Matt eased the ship into its exit lane, adjusted the artificial gravity, took them past the series of docks, and moved out through the launch doors. “Still a nice feeling,” she said.
“Yeah, it is. Beats hustling condominiums.”
Earth, blue and white and endlessly lovely, spread out below them. A sliver of moon floated off to port. Toward the end of her piloting career, she hadn’t much noticed such things. Stars and worlds had become navigational objects, markers in the night and not much more. That was when she’d realized it was time to do something else. But seated on the bridge, as Matt increased thrust and they began to move out, she felt she’d come home at last.

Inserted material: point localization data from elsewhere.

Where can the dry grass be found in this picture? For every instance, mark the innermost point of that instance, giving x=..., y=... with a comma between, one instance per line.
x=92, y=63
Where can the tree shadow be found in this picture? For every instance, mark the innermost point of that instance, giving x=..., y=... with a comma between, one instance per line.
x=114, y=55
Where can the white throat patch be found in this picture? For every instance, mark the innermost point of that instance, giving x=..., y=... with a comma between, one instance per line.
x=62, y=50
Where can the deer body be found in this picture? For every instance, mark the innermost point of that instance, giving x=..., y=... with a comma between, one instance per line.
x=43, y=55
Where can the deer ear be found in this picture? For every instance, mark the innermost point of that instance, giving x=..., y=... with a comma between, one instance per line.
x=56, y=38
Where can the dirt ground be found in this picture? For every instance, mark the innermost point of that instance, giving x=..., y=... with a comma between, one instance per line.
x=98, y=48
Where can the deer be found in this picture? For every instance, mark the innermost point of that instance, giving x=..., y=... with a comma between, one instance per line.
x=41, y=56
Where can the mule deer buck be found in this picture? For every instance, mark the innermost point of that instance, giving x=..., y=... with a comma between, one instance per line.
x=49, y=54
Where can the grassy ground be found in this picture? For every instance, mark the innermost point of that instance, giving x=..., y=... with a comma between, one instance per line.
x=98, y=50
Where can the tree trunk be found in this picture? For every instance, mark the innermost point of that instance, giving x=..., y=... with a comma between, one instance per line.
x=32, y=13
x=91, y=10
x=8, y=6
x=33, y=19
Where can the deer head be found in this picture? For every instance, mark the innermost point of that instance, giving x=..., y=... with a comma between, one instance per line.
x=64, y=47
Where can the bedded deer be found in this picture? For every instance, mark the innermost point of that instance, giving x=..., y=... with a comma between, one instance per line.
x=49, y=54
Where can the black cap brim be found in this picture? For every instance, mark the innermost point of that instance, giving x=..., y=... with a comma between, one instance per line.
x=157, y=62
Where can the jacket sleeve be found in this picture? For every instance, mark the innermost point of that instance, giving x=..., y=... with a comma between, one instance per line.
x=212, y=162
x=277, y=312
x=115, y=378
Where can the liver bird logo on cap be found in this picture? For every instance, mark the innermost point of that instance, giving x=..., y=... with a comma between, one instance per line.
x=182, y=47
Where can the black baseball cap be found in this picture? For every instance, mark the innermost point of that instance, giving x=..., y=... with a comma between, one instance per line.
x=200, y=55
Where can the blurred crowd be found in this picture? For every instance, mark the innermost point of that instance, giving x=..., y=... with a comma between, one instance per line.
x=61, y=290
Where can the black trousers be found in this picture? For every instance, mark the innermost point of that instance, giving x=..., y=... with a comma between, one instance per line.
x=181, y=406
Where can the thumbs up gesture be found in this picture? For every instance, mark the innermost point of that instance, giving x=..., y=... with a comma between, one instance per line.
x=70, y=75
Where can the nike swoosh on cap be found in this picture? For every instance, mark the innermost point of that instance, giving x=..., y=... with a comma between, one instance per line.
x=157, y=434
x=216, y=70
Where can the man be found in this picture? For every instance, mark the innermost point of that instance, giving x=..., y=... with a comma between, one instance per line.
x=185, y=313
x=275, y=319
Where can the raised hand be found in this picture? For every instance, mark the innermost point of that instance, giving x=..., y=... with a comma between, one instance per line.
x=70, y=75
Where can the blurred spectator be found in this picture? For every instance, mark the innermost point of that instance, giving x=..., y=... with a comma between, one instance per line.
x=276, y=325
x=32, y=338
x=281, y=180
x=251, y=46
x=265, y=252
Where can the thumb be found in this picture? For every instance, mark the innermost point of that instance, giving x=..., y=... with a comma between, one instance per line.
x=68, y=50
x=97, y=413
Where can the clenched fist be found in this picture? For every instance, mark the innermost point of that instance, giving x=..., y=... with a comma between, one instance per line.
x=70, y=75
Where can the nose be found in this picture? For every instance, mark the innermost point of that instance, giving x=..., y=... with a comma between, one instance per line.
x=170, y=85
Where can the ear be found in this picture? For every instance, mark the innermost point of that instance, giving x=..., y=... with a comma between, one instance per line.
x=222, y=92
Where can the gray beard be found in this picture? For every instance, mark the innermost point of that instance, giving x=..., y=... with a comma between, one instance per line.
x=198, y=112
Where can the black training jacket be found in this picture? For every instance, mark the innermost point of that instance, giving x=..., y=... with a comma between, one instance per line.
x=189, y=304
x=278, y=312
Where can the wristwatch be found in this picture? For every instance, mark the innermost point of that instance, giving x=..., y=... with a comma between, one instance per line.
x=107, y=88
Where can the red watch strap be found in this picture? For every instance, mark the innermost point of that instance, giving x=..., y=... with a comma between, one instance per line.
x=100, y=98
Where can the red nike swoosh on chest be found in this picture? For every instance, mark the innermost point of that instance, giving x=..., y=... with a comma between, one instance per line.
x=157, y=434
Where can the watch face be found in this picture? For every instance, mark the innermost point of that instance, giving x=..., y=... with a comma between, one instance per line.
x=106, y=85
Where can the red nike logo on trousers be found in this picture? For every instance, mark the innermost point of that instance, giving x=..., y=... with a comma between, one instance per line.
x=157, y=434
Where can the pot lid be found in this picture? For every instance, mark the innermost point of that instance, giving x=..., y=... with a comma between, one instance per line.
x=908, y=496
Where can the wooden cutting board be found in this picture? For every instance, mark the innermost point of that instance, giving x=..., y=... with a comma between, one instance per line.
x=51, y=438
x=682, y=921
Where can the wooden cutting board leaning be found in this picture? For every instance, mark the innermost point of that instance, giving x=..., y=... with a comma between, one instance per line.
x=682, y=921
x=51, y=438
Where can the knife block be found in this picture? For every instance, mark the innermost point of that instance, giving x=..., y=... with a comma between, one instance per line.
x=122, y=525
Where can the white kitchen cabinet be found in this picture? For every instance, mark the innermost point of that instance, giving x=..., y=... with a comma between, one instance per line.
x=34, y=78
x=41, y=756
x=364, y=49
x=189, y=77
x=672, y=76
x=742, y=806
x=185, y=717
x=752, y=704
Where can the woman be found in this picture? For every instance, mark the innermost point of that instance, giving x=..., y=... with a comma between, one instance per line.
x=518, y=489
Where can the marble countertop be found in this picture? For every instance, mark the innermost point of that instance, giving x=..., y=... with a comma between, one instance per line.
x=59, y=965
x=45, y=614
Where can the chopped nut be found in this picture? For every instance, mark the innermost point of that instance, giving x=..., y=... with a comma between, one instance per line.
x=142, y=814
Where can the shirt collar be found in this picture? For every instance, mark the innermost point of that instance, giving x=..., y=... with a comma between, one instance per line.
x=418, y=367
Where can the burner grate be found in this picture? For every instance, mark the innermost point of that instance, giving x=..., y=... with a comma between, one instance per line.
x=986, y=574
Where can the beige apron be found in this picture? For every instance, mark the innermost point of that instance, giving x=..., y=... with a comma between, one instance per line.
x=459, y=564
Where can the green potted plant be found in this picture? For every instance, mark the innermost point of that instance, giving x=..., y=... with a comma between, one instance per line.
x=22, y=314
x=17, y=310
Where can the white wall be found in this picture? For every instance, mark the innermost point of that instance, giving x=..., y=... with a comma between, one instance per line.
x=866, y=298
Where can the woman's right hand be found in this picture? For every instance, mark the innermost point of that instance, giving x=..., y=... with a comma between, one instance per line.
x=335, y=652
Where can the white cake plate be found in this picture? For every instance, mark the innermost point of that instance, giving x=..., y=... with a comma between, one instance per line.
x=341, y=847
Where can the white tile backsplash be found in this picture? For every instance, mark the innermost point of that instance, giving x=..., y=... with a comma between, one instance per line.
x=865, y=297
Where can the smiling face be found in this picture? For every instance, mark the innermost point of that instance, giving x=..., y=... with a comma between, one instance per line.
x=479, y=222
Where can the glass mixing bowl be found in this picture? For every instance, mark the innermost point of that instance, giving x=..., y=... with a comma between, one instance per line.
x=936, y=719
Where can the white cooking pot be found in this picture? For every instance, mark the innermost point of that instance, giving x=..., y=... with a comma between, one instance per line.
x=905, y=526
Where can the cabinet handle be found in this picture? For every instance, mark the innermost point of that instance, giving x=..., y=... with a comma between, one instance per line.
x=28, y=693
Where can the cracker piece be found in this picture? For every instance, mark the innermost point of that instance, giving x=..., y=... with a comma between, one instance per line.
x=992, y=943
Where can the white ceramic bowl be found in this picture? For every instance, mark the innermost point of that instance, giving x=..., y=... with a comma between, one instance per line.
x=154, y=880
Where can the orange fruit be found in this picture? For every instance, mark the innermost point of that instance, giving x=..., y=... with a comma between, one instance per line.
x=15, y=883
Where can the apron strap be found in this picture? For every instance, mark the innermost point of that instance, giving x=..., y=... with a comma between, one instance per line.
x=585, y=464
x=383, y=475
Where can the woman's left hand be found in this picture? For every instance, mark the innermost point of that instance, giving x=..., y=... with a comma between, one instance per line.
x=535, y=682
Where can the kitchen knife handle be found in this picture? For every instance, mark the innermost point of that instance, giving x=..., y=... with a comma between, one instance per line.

As the Preston accelerated, they traded a few quips. You’re sure the drive works? We’re not going to come out of it with our brains scrambled, are we? “If the monkey could make it,” Matt said, “we should be fine.”
Matt had a taste for music, and he asked whether she objected, then brought up Beethoven. The Pathétique. It was pleasant, and fit the mood.
“What happens during the jump?” she asked.
“Not much. It’s not like hyperspace. The mists are gone. The sensors pick up nothing. It’s just unbroken darkness.”
Hutch looked out through the viewport. No moving lights anywhere. There was a time that something was always coming or going at Union. The station had been the center of traffic to a dozen regular ports of call and literally hundreds of star systems. It had been filled with tourists, some coming simply to see the station itself, others boarding one of the tour liners for the voyage of a lifetime.
People still came to look on Earth from orbit, and to spend a weekend, to give their kids a completely different experience. And maybe they came, most of all, so they could say they’d been there. Gone to the top of the world.